While this rite was in progress in the drawing-room, Archer settled Mr. Jackson in an armchair near the fire in the Gothic library and handed him a cigar. Mr. Jackson sank into the armchair with satisfaction, lit his cigar with perfect confidence (it was Newland who bought them), and stretching his thin old ankles to the coals, said: "You say the secretary merely helped her to get away, my dear fellow? Well, he was still helping her a year later, then; for somebody met 'em living at Lausanne together."

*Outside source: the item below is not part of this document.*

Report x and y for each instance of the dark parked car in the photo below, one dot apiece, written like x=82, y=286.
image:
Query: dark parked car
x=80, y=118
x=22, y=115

這一儀式在客廳里進行的同時,在那間哥特式的圖書室里,阿切爾正讓杰克遜先生坐進火爐近處的一把扶手椅,并遞給他一支雪茄。杰克遜先生舒舒服服坐在椅子里,信心十足地點著了雪茄(這是紐蘭買的)。他把瘦削的腳踝朝煤爐前伸了伸,說:“你說那個秘書僅僅是幫她逃跑嗎。親愛的?可一年之后他仍然在繼續幫助她呢。有人在洛桑親眼看見他們住在一起。”
Newland reddened. "Living together? Well, why not? Who had the right to make her life over if she hadn't? I'm sick of the hypocrisy that would bury alive a woman of her age if her husband prefers to live with harlots."
紐蘭臉紅了。“住在一起?哎,為什么不可以?假如她自己沒有結束她的人生,又有誰有權去結束呢?把她這樣年輕的女子活活葬送,而她的丈夫卻可以與娼妓在一起鬼混。我痛恨這種偽善的觀點。”
He stopped and turned away angrily to light his cigar. "Women ought to be free--as free as we are," he declared, making a discovery of which he was too irritated to measure the terrific consequences.
他打住話頭,氣憤地轉過身去點著雪茄。“女人應當有自由——跟我們一樣的自由,”他斷然地說。他仿佛有了一種新的發現,而由于過分激動,還無法估量其可怕的后果。
Mr. Sillerton Jackson stretched his ankles nearer the coals and emitted a sardonic whistle.
西勒頓·杰克遜先生把腳踝伸得離爐火更近一些,嘲諷地打了一個唿哨。
"Well," he said after a pause, "apparently Count Olenski takes your view; for I never heard of his having lifted a finger to get his wife back."
“嗯,”他停了一下說,“奧蘭斯卡伯爵顯然和你持相同的觀點;因為我從未聽說他動過一根指頭去把妻子弄回來。”